Moreover, ginsenoside Rg3 strengthens the cytotoxicity of 5-Fluorouracil and oxaliplatin and further inhibited the progression of colorectal cancer via regulating the angiogenesis-related genes.27) PCNA is closely correlated with DNA synthesis and plays an important role in regulating cell proliferation.28) Cyclin D1 is involved in the proliferation of hepatocellular carcinoma.29) Previous studies revealed that ginsenoside Rg3 regulates the adherent property of prostate cancer cells via suppressing the expression of PCNA, prostate specific antigen (PSA), androgen receptor (AR) and 5alpha-reductase (5alphaR) and inhibits the progression of colorectal cancer via regulating CCA T1/cyclin D1 axis.30,31) Meanwhile, HOXC8 involved in the proliferation and drug resistance via regulating cyclin D1 and PCNA pathways.32) Then we explored the possible effects of ginsenoside Rg3 and oxaliplatin on PCNA and cyclin D1. We found that the expression of PCNA and cyclin D1 in ginsenoside Rg3 + oxaliplatin group was significantly lower than that in ginsenoside Rg3 group and oxaliplatin group. This might work through the underlying mechanism that ginsenoside Rg3 + oxaliplatin downregulates the expression of cyclin D1, and weakens the combination of cyclin D1 and CDK4, fails to form cyclin D1-CDK4 compounds,33–35) which further inhibits cell proliferation, suppresses the expression of PCNA, and promotes the apoptosis of SMMC-7721.
The present study investigated the potential effects of ginsenoside Rg3 + oxaliplatin on the proliferation and apoptosis of hepatocellular carcinoma cell SMMC-7721. This study is limited to cells. Further study should verify these results in animals and clinical trials and evaluate the possible toxic side effects of ginsenoside Rg3 + oxaliplatin.

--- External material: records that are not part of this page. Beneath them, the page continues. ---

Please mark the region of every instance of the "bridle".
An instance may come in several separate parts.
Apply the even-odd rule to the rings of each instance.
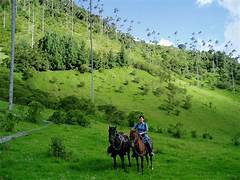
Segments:
[[[137,152],[137,148],[135,148],[135,147],[137,147],[138,146],[138,139],[140,138],[140,135],[137,133],[137,132],[135,132],[135,134],[134,134],[134,141],[133,141],[133,144],[134,144],[134,151],[135,151],[135,153],[138,155],[138,156],[142,156],[142,155],[144,155],[144,153],[142,153],[142,154],[139,154],[138,152]]]
[[[121,147],[122,147],[122,144],[123,144],[123,141],[124,141],[124,137],[121,135],[121,134],[119,134],[119,133],[117,133],[116,131],[114,132],[114,135],[111,135],[111,138],[113,139],[113,141],[110,141],[110,144],[112,145],[112,147],[113,147],[113,149],[115,150],[115,151],[119,151],[120,149],[121,149]],[[119,146],[117,147],[117,146],[115,146],[115,140],[116,140],[116,138],[118,138],[119,140],[120,140],[120,144],[119,144]]]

To sum up, ginsenoside Rg3 + oxaliplatin repressed proliferation and promoted apoptosis of hepatocellular carcinoma cell SMMC-7721 via downregulating the expression of PCNA and cyclin D1. The present study integrated ginsenoside Rg3 and oxaliplatin for the treatment of hepatocellular carcinoma, which may lay a basis for further study.
This study was supported by Nanjing Military Region Medical Science and Technology Innovation Project (11Z014).
The authors declare no conflict of interest.